Spokane, Washington (23.32 percent premium); Nashville, Tennessee (21.92 percent); Durham, North Carolina (21.72 percent); and Austin, Texas (20.66 percent) round out the top five US premiums.

The full ranking can be found here.

The Buy vs. Rent report combines insights from the top 100 US housing markets and the Waller, Weeks and Johnson Rental Index to create price-to-rent estimates. The raw data for all reports comes from Zillow’s Zillow Home Value Index and Zillow Observed Rental Index.

“All measured markets favor renting over buying, and this reflects the fact that house prices are generally rising faster than rents,” said Ken H. Johnson, Ph.D., an economist at FAU’s College of Business.

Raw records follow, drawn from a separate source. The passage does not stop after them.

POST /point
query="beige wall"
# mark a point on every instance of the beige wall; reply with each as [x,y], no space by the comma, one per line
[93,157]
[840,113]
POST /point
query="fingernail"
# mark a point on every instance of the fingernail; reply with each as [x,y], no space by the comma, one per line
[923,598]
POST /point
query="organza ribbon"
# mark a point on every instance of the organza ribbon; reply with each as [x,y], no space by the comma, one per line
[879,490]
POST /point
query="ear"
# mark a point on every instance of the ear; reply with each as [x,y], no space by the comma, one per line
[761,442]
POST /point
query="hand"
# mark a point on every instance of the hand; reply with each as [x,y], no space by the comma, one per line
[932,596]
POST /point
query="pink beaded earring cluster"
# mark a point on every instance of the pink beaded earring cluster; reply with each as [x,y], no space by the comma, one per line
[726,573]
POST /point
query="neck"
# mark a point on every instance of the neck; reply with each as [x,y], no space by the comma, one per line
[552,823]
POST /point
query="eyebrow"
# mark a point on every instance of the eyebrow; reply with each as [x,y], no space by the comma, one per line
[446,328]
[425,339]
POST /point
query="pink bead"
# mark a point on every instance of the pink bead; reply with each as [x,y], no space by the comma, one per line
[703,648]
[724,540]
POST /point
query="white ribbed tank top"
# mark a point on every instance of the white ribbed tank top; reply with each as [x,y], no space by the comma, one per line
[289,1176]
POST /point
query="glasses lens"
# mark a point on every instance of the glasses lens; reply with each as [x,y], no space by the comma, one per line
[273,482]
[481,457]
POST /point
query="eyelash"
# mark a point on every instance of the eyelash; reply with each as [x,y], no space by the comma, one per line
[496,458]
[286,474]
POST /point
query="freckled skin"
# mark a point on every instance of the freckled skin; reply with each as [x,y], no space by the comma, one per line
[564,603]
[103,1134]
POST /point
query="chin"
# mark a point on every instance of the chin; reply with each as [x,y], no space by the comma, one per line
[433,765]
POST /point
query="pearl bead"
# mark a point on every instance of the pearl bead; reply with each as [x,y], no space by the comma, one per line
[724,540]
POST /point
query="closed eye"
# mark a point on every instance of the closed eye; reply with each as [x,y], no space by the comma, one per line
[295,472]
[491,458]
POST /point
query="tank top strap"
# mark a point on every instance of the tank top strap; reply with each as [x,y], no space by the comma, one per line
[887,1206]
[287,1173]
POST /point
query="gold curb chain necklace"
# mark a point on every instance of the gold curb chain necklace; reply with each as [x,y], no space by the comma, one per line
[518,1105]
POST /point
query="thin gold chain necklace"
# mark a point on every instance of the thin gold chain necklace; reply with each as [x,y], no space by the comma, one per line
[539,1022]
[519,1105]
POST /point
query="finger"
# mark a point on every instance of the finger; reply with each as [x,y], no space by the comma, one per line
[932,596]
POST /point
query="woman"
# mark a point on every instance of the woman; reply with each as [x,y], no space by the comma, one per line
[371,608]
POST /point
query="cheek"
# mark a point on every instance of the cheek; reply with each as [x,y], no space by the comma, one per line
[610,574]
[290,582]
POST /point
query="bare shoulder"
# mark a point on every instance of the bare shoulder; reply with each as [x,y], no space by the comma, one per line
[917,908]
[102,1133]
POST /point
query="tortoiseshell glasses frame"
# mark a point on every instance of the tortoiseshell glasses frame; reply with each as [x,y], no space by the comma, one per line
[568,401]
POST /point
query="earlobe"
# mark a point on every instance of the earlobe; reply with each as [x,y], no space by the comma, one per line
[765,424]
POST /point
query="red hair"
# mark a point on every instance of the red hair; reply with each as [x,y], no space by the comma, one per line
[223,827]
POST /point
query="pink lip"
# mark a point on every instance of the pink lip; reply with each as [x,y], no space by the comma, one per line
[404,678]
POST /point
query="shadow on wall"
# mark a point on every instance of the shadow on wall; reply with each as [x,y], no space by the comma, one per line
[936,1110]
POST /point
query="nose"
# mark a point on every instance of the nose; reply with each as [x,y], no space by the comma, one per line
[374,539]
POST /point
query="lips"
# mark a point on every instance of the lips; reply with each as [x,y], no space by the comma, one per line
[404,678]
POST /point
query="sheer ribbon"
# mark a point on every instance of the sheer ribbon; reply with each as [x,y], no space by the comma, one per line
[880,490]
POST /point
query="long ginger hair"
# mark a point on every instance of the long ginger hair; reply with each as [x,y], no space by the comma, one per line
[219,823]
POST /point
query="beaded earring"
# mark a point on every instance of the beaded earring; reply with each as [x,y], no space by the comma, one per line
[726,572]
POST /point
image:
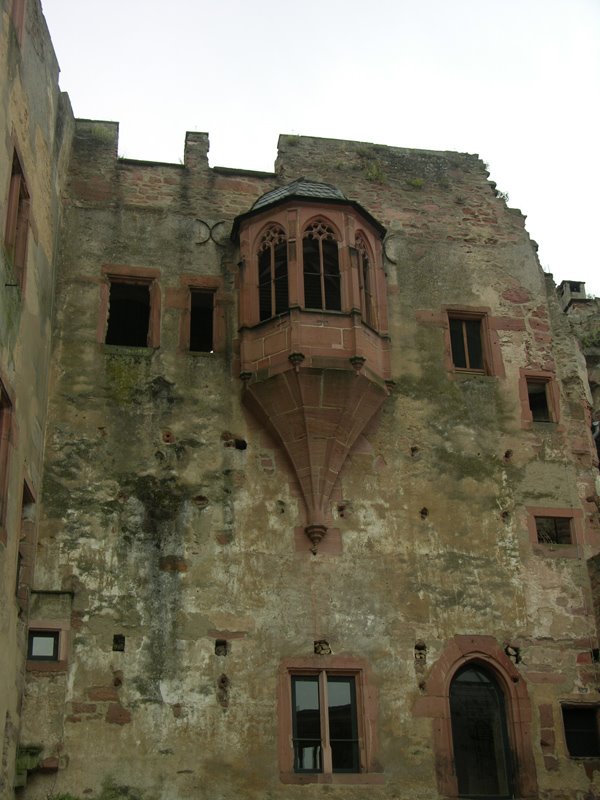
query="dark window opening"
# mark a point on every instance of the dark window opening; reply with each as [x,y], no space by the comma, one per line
[538,400]
[324,717]
[466,344]
[129,314]
[581,731]
[320,254]
[273,294]
[479,735]
[202,306]
[43,646]
[17,220]
[554,530]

While the report helps compare renting versus buying, it doesn’t address housing affordability, according to Eli Beracha, Ph.D., of the FIU’s Hollo School of Real Estate.

“If you look at the data as a whole and compare it to the pace of construction, it’s clear that we’re not building condos fast enough to keep up with demand for ownership over rental,” Beracha said.

William G. Hardin III, Ph.D., dean of the FIU’s College of Business, said the results showing renting is better than buying come with a caveat.

“We emphasize that families who rent need to save money that they would otherwise have invested in home ownership, such as down payments, child support, taxes and insurance,” Hardin said.

All three researchers agree that there are three options that all families face: renting and investing money that would have been owned; owning and building equity; and rent, but don’t save. The first two lead to similar results in terms of wealth accumulation. The third typically destroys wealth.

“If you rent and then spend your savings on beer and cookies, you might as well buy a house despite the high prices right now, because ownership is at least a forced savings plan,” Johnson said.